The arp_filter is primarily used when multiple interfaces reside in the same subnet and is used to allow/disallow which interfaces respond to ARP requests.
arp_ignore – INTEGER
Define different modes for sending replies in response to received ARP requests that resolve local target IP addresses:
- 0 – (default) Reply to any local target IP address, configured on any interface.
- 1 – Reply only if the target IP address is a local address configured on the incoming interface.
- 2 – Reply only if the target IP address is a local address configured on the incoming interface and both with the sender’s IP address are part of the same subnet on this interface.
- 3 – Do not reply to local addresses configured with scope host, only resolutions for global and link addresses are replied to.
- 4-7 – Reserved
- 8 – Do not reply to all local addresses.
The default arp_ignore parameter allows the device to reply to an ARP request for any IP address on any interface. While this matches the expectation that an IP address belongs to the device, not an interface, it can cause some unexpected and undesirable behavior on a router.

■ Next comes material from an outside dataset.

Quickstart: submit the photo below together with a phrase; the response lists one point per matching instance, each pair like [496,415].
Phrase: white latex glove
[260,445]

For example, with the arp_ignore parameter set to 0, if an ARP request is received on one interface for the IP address residing on a different interface, the switch will respond with an ARP reply even if the interface of the target address is down. This can cause a loss of traffic due to incorrect understanding about the reachability of next-hops, and also makes troubleshooting extremely challenging in some failure conditions.
So we need to set:
arp_filter = 1
arp_ignore = 1
It can be done with commands on S2:
echo 1 > /proc/sys/net/ipv4/conf/all/arp_ignore
echo 1 > /proc/sys/net/ipv4/conf/all/arp_filter
After setting these options, S2 will answer ARP requests from a valid interface and S1 will have a valid ARP table.
Reply from the same interface
After tuning ARP we are still left with one problem. If you ping any S2 address from S1 you can note that sometimes you get ICMP reply from another interface. Let’s fix it.

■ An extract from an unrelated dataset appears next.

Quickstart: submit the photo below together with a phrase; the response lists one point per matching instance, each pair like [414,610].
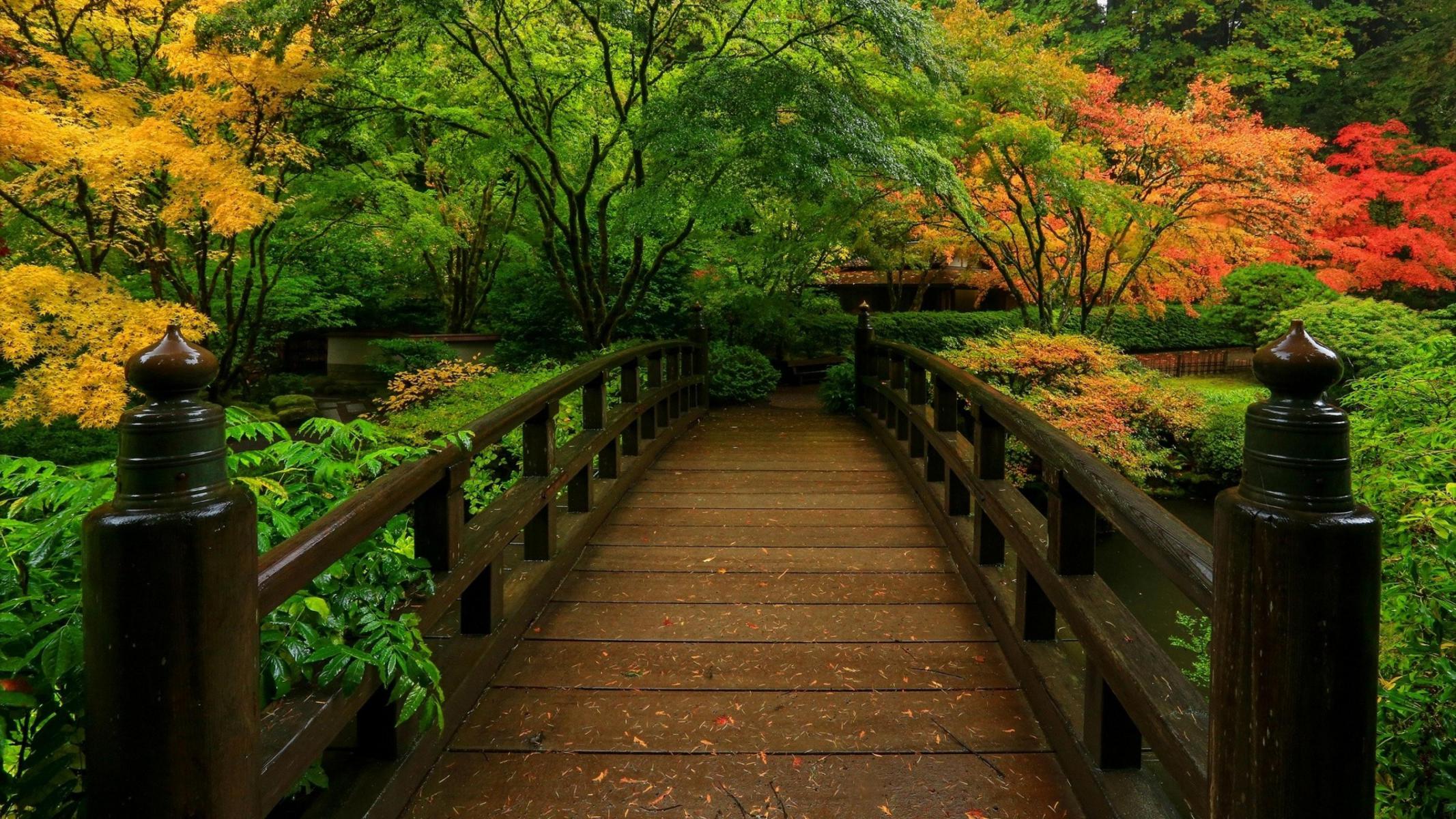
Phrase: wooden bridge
[750,613]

We need to create an ip rule with IP addresses table and configure it for all interfaces:
echo 200 eth0t >> /etc/iproute2/rt_tables
echo 201 eth1t >> /etc/iproute2/rt_tables
echo 202 eth2t >> /etc/iproute2/rt_tables
ip rule add from 10.1.0.10 table eth0t
ip route add 10.1.0.0/24 dev eth0 table eth0t
ip rule add from 10.1.0.11 table eth1t
ip route add 10.1.0.0/24 dev eth1 table eth1t
ip rule add from 10.1.0.12 table eth2t
ip route add 10.1.0.0/24 dev eth2 table eth2t
You can check what interface is selected with commands:
ip route get 10.1.0.1 from 10.1.0.10
ip route get 10.1.0.1 from 10.1.0.11
ip route get 10.1.0.1 from 10.1.0.12
In all cases, you should see the correct interface for the corresponding IP address.